This Opinion piece appeared in The Wall Street Journal on Tuesday, October 31, 2017, written by Michael Meyer (China 1995-97). Michael teaches creative nonfiction at the University of Pittsburgh. His most recent book, just published by Bloomsbury, is The Road to Sleeping Dragon: Learning China from the Ground Up. — JC
“What Are You?” They Ask My Son
At 5, he doesn’t quite understand what it means to be ‘biracial.’
‘I’m a boy,’ he says.
My son is 5. He was born in Hong Kong and spent the past two years in Singapore. We returned to the U.S. so he could grow up here, and the culture shock has been minimal: Like his fellow kindergartners, Benji loves Legos and belting out “Let it Go.” Unlike them, he plays piano, which he learned in a Singapore preschool. Also unlike them, Benji is constantly asked: “What are you?”
It’s a weighty question for an adult, but to a child it sounds silly. “I’m a boy,” Benji replies. Sometimes he decides he’s a girl. But this isn’t that story, this is about being a biracial kid in America.
In Singapore, Benji was simply a foreigner, just like mom (born in Manchuria) and dad (born in Los Angeles). Although China is as much of a melting pot as America — with 56 ethnic groups and 150 languages — it does not hyphenate identity. You are Chinese first, and then Han, not Han-Chinese, or Tibetan-Chinese, or Manchu-Chinese.
In China aunties extol Benji’s handsomeness and call him hunxue’r, “mixed blood.”
Having learned sarcasm in America, Benji once answered: “Actually, I’m a dog.” The person then asked me about his breed.
On playgrounds, well-intentioned American yoga moms riff on Benetton ads and extol his appearance as if it were a decor choice. These conversations surprise me: I went to college in the early 1990s, and was taught never to talk about race or ethnicity. Today Americans seem to think it’s impolite not to. With benevolent curiosity, they ask: “What’s your son? Is he a half?”

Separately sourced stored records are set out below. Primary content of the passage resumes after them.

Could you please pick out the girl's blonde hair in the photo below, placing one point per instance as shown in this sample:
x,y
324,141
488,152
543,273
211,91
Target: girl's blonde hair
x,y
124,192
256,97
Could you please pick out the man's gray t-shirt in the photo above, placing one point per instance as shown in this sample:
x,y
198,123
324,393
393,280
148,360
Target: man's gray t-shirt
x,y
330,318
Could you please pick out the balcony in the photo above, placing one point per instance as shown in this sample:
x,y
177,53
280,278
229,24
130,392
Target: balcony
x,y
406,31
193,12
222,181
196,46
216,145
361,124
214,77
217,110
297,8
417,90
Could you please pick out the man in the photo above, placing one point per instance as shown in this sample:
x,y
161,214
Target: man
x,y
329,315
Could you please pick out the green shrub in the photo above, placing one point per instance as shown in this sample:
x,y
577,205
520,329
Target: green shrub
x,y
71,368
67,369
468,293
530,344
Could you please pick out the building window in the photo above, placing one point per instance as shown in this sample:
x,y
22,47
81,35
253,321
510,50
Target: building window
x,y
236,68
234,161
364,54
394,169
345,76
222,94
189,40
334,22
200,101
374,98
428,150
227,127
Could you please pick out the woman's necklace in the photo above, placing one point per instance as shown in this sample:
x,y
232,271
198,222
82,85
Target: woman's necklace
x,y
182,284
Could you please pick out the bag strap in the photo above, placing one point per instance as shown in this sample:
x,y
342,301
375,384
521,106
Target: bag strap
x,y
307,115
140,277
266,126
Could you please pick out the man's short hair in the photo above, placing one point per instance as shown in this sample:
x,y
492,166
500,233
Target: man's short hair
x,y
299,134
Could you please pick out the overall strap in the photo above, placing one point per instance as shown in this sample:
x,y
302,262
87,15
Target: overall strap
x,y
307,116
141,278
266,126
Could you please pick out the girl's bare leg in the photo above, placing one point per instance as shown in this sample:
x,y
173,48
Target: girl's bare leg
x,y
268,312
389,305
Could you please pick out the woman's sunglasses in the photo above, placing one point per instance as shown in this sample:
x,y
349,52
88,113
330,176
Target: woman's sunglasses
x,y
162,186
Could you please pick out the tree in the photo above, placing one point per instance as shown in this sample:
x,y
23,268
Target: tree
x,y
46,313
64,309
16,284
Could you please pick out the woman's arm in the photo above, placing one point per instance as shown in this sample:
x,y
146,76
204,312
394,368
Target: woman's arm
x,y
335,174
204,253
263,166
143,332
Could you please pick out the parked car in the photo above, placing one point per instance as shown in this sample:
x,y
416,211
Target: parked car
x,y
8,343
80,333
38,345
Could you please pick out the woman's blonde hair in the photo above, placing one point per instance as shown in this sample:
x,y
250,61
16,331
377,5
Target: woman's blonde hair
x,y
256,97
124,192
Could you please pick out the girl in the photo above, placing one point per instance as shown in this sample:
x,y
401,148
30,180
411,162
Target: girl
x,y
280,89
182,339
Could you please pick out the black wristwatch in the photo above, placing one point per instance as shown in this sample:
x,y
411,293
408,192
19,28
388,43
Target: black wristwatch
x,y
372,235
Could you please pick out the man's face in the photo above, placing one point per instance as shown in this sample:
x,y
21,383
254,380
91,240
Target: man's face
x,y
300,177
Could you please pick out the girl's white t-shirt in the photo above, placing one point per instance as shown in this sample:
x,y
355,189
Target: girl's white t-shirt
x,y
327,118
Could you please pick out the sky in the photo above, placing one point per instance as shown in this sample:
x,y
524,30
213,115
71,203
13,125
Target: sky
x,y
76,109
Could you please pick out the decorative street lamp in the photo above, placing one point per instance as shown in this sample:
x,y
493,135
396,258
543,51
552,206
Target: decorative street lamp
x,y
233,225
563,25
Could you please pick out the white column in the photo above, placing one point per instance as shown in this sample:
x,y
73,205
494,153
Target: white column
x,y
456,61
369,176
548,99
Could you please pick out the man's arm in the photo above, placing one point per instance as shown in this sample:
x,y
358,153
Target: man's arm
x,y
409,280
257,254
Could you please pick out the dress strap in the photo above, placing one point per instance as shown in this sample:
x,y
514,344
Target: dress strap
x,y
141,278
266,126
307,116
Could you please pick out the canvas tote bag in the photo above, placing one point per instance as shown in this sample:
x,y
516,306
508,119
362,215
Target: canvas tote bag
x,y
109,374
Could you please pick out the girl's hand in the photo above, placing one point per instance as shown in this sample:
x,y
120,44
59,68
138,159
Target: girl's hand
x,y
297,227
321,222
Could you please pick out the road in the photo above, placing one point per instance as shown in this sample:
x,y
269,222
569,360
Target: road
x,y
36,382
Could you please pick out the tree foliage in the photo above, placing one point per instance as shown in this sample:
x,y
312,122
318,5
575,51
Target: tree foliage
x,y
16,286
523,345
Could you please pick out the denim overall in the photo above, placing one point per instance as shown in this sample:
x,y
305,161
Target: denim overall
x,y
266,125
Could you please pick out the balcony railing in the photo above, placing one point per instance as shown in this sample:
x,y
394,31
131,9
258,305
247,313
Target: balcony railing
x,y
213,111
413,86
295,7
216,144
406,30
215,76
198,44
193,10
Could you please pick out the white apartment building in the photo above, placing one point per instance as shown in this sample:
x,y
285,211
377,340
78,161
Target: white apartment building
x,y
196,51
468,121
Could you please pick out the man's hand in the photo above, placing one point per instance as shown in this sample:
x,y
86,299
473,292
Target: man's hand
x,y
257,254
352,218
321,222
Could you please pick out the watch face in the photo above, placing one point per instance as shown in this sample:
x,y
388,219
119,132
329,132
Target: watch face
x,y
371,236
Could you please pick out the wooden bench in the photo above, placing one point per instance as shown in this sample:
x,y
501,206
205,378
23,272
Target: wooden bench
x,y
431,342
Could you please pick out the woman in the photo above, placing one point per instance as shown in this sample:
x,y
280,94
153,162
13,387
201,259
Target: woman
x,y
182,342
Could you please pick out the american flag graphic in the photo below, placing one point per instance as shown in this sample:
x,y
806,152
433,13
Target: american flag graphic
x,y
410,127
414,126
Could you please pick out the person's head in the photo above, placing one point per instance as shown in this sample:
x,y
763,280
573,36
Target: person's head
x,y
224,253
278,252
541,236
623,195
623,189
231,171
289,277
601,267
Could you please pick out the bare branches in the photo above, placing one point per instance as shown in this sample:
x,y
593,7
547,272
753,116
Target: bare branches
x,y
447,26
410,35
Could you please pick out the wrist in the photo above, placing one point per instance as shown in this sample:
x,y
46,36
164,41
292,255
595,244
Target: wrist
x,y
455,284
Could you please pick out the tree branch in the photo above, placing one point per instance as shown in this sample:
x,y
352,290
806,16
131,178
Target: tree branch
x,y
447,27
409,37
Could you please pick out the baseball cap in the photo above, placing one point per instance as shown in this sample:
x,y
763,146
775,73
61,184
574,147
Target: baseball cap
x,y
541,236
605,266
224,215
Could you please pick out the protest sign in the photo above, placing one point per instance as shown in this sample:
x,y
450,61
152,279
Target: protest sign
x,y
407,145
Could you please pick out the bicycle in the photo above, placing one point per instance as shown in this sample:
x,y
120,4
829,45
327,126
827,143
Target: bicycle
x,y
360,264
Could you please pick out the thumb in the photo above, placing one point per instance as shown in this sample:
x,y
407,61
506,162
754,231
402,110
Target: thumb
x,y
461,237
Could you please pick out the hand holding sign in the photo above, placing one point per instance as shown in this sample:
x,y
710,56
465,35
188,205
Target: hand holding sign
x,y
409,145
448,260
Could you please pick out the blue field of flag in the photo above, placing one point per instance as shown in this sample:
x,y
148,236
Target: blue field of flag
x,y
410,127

We have to decide, for school and doctor intake forms request a child’s identity. We don’t consider Benji half of anything. He’s more than the sum of his parts, fluent in Mandarin and English, along with some Hebrew, learned at a Jewish summer camp, although neither my wife nor I am Jewish.
When pressed, we say he’s a “double”— as the Japanese put it, daduru. Being a double sounds lucky. You get not one, but two cultures.
“Double” also invokes intrigue. Being “mixed” carries the historical connotations of impurity, of illegality. Not until 1967 did the Supreme Court rule interracial marriage constitutionally protected.
Although a 1993 Time cover declared a multiracial composite “The New Face of America,” the American census didn’t allow people to choose more than one race until 2000; in 2010, nine million respondents marked multiple boxes. That seems like a statistical outlier in a population of 326 million, but a 2015 Pew Research Center report called multiracial Americans “young, proud, tolerant and growing at a rate three times as fast as the population as a whole.”
The majority of those surveyed had been targets of racial slurs and jokes. So I tense up when people ask me what Benji is. But kids are smart. On his own, Benji has decided how to answer people, anywhere in the world, who ask him what he is. He says with finality: “I am an American.”